Jones, 20, of Willcox, Ariz., who has plans to get a master in speech therapy, has taken out two federal loans since she's been attending ENMU.
She, along with 1,600 ENMU students and millions across the U.S., has been spared an interest rate hike on a popular federal loan that would have doubled the amount of interest on the loan.
Congress passed a transportation bill in late June that included a key provision on student loans that will temporarily maintain the subsidized Stafford loan interest rate at 3.4 percent until June of 2013. President Barack Obama signed the bill into law Friday.
The interest rate was scheduled to double July 1 to 6.8 percent, a change that was set in place about four years ago.
"It probably would have cause me to get a second job and I'm working one now just to pay off this loan," said Jones about the possibility of an increase. "It would have caused extra stress."
ENMU Financial Aid Director Brent Small said the student impact would have been significant had the increase taken place.
"Students would have repaid an average of $1,000 more in interest during the life of their loan," Small said. "Unless there's legislation that goes through next year, (the interest rate) will go back to 6.8 percent in July of 2013 indefinitely."
According to Small, if Congress continues to maintain the interest rate at 3.4 percent, future college students would not be hit with a larger increase because federal loans have a cap of 9 percent.
"More students are informed now," Small said. "I think they should be concerned with the interest rates of their loans."
April Chavez, financial aid director of Clovis Community College, is happy that CCC students won't have to pay the extra money on loans to fund their education.
"I think it's a great thing for our students to remain at that interest rate, just because that's quite a bit of debt," Chavez said.
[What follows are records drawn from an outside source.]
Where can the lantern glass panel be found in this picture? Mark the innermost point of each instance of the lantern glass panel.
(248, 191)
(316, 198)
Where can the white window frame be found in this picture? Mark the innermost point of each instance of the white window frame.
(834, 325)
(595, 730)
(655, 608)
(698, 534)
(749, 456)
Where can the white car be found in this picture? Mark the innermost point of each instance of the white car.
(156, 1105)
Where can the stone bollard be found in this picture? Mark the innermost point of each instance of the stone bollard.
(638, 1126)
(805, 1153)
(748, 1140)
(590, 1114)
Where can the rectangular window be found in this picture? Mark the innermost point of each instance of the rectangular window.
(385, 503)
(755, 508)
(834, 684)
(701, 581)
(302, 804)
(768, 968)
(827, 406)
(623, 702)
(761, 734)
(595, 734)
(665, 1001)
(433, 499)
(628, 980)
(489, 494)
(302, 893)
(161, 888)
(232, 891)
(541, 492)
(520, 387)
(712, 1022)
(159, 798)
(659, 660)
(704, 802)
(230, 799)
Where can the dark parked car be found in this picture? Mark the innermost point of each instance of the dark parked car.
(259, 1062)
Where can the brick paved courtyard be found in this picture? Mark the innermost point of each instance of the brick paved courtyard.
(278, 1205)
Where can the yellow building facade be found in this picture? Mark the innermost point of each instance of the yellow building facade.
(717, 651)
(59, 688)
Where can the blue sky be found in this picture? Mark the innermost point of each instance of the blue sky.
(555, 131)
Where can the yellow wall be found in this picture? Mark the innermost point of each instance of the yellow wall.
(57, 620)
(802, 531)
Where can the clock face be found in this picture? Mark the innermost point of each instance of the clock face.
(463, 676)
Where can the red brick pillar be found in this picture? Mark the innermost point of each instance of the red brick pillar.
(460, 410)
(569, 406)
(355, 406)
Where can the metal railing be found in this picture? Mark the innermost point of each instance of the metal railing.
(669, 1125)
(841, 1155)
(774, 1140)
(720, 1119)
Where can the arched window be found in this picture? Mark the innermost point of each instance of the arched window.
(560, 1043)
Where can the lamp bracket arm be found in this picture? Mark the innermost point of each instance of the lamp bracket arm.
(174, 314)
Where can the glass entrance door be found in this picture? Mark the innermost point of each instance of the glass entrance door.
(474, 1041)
Approximately 400 students at CCC borrow the subsidized Stafford loan, according to Chavez.
"On the back end, with students having to pay twice as much as interest, their payments would be higher," Chavez said.
She says another extension of interest rate is hard to predict and usually has to do with the federal government and its agenda.
"We're just waiting to see what happens next, and we'll keep students updated," Chavez said.
Small added that students should be aware of other provisions in the bill that include limiting subsidized loan eligibility.
Lawmakers agreed to permanently limit the eligibility for subsidized loans to 150 percent of the length of the student's academic program, according to the National Association of Student Financial Aid Administrators.
That means students in a four-year program will be eligible for the loan for the equivalent of six years, and three years for students in a two-year program.
"This motivates students to finish programs faster," Small said.
In addition to loans, Small reminds students of the other ways to pay for school without repercussions.
"Students should still pursue scholarships from any donor," Small said. "The more they have, the less they'll have to borrow."